In an email statement, the Infosys spokeswoman said that the company was committed to complying with US immigration laws. "The US Department of Labor regularly selects a percentage of visa and labour condition applications for extra scrutiny in this industry, and we work closely with the DOL to assist them in this activity in the ordinary course of our business. We have received no indication of any broader investigation of Infosys visa practices," the statement said.

A TCS spokesperson said that the company was in the silent period and referred to the previous statement issued by the company on the issue. "TCS maintains rigorous internal controls to ensure we are fully compliant with all regulatory requirements related to US immigration laws, including those related to H-1B visas," the statement said.

It was also recently reported that due to the mounting public pressure, Disney reversed a decision to replace 35 American IT workers with H-1B guest workers at its ABC broadcasting offices. The news comes after the company was massively criticised for the recent replacement of 250 technology workers with H-1B guest workers at Disney's Theme Parks division.

Ron Hira, an expert on immigration issues and chair of the department of public policy at Rochester Institute of Technology said that though allegations against Indian companies had been around for some years now, there were a few differences this time around. While the Senate Judiciary Committee is chaired by Senator (Chuck) Grassley, who has sought H-1B reform for many years, the Senate Subcommittee on Immigration is chaired by Senator (Jeff) Sessions, who has more recently become concerned with H-1B abuses. While their predecessors never took a hearing on this issue, the two took a hearing on the need for better protection in the H-1B programme as recently as March, said Hira.

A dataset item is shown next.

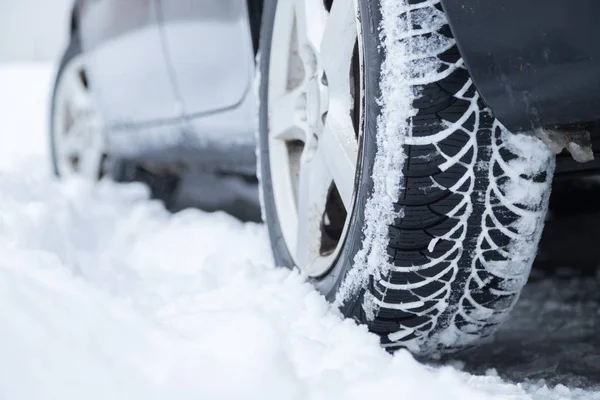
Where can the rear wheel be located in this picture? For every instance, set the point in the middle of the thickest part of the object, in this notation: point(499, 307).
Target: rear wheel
point(385, 178)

He added that the wide media coverage of three prominent companies, Southern California Edison, Fossil Group, and Disney - which were accused of displacing American technology workers, had added to the intensity of the issue. "Now more than ever there is an understanding by the American public that the H-1B programme is being abused and the abuse is widespread."

As far as the investigation by the Department of Labor was concerned, he said that there was not much public information about the investigation. "The Obama Administration has dragged its feet before initiating the investigation." But, if there are findings of violations, the administration can debar the violators from using the H-1B programme. And if there are findings that no violations occurred, the onus would be on Congress to change the law.

Commenting on the reports of the investigation, Nasscom President R Chandrashekhar had earlier said, "Attempts are being made to portray the contribution of Indian IT companies in a negative light and it is also unfortunate if this kind of a thing creates an impression that Indian industry is being hounded by American authorities, which can have an impact on the trade relations that the two nations share." He had added that Indian companies had also contributed hugely in maintaining competitiveness of US companies, which had given them the stability to create jobs. "We need to make the contribution of Indian IT industry better known and perhaps step up our efforts in this direction." Chandrashekhar said that the trigger for this could be the upcoming elections in the US.

Hira opined that the belief of Indian companies that this was just pre-election rhetoric had been correct in the past, "but no one really knows what will happen this time around.